Here are a few substitutions that I've made:
- The original recipe called for raisins, but I didn't have any, and used dried cherries instead.
- Omitted 2 tsp whole coriander seeds
- Reduced the garlic from 10 cloves to 4 (I was actually wondering if 10 was a typo)
This fennel dish can be served hot or cold, as the first course or as a side dish for fish and poultry. I'd even eat it for dessert, but my idea of dessert is a little strange (I have once ordered gravlax for dessert). Here is my adaptation of Raquel Carena's recipe.

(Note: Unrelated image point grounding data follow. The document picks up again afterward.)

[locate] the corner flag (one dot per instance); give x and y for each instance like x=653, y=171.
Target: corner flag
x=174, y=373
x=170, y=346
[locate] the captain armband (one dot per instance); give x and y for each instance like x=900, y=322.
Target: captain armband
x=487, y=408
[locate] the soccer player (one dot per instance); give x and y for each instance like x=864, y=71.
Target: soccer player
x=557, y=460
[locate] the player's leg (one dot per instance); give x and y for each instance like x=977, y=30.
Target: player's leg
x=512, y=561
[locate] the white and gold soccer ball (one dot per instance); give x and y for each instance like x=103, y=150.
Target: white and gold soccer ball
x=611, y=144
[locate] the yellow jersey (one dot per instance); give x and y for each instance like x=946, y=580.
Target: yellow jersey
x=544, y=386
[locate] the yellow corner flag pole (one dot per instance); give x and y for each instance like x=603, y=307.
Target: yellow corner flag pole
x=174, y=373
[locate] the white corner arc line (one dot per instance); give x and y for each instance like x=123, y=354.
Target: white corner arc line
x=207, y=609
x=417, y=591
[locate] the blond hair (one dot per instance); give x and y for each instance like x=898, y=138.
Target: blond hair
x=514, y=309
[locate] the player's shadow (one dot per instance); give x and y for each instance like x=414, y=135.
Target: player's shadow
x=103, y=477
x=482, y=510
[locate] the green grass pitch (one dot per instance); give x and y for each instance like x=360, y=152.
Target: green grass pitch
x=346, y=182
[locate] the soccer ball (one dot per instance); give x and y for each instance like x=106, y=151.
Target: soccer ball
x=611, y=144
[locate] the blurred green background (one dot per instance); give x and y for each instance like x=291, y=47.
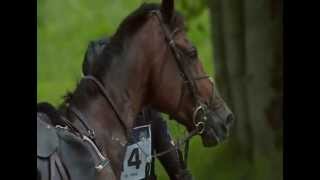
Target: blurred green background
x=64, y=28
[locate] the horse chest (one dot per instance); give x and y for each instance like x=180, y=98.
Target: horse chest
x=138, y=157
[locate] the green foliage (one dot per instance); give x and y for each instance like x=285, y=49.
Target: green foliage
x=64, y=29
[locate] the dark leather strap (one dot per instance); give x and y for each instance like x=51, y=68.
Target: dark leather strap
x=83, y=121
x=107, y=97
x=60, y=167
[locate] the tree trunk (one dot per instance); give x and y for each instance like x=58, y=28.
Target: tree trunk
x=247, y=41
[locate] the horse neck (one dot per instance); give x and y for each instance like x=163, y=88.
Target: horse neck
x=126, y=86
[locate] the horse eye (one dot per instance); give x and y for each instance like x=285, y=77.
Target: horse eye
x=193, y=53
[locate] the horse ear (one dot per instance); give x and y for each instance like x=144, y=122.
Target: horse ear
x=167, y=10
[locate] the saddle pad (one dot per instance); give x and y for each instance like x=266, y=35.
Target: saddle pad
x=137, y=161
x=47, y=139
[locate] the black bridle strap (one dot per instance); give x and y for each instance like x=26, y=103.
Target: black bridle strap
x=83, y=121
x=107, y=97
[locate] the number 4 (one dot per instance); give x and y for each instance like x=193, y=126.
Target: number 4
x=135, y=155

Sautéed Fennel with Almonds and Cherries
2 medium fennel bulbs (if possible with fronds)
4 garlic cloves, finely minced
1/4 cup olive oil
1/4 cup dried cherries
pinch of saffron threads, crumbled
1/4 cup whole almonds, toasted, and coarsely chopped
1/4 cup chopped cilantro (optional)
Salt and pepper to taste
- Cut off the fennel stalks, take off and reserve the fronds (the leaves that look like dill), then discard the stalks. Cut the fennel bulbs in half. Cut out and discard the tough cores. Slice the bulbs lengthwise 1/4 inch thick. Chop the fronds and reserve separately.

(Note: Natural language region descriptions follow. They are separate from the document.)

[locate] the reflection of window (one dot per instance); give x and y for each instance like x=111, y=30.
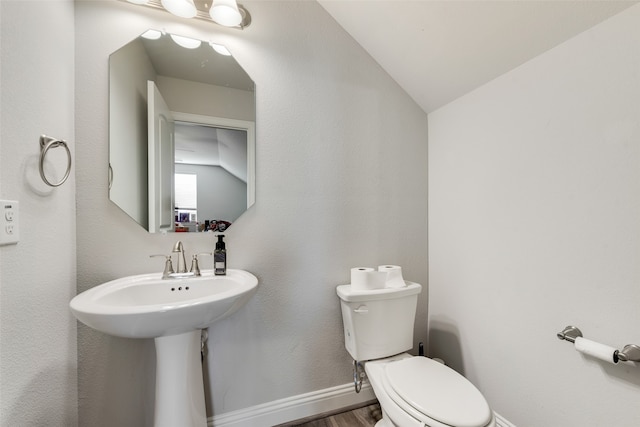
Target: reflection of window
x=186, y=185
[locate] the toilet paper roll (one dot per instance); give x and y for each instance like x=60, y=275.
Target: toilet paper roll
x=366, y=278
x=596, y=350
x=394, y=276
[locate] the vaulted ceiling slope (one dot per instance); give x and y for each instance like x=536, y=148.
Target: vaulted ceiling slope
x=439, y=50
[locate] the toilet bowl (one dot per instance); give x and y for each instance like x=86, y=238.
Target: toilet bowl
x=417, y=391
x=412, y=390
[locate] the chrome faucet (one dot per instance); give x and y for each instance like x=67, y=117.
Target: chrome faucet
x=182, y=263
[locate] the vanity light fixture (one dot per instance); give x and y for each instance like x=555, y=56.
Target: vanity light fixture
x=222, y=12
x=181, y=8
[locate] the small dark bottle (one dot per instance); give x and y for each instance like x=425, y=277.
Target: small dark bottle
x=220, y=257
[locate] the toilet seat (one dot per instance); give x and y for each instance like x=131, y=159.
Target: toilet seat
x=430, y=391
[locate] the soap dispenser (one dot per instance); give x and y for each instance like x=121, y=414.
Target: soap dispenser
x=220, y=257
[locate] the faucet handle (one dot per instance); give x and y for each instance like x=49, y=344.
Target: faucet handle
x=195, y=267
x=168, y=265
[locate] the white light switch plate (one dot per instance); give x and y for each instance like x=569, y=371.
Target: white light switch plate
x=9, y=222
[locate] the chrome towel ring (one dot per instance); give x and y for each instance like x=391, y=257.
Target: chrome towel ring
x=47, y=142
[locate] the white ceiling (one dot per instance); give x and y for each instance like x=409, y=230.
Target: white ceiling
x=439, y=50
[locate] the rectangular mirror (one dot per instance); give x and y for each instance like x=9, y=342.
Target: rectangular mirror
x=179, y=106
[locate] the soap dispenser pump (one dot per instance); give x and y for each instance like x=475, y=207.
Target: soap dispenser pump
x=220, y=257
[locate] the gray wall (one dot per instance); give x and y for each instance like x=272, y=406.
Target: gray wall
x=534, y=201
x=38, y=372
x=341, y=182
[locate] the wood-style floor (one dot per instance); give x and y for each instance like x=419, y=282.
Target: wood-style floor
x=366, y=416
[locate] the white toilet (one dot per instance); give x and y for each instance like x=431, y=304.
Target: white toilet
x=412, y=391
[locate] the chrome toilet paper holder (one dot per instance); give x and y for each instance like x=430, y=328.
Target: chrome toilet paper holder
x=630, y=352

- Zest the orange and squeeze 1/4 cup juice out of it (that's about half the orange). In a small bowl, combine orange zest, juice, saffron threads, cherries, and almonds.
- Heat oil in a large heavy skillet over medium-high heat until it shimmers. Add fennel, garlic, and 1/2 tsp salt. Cook, stirring often, until crisp tender, 5-7 minutes.
- Add the orange juice mixture from step 2. Cook, stirring often, until orange juice starts to get syrupy, 1-2 minutes. Season with freshly ground pepper. Taste and correct seasoning.
- This dish can be served immediately or chilled and then brought to room temperature. Stir in the fennel fronds and cilantro right before serving.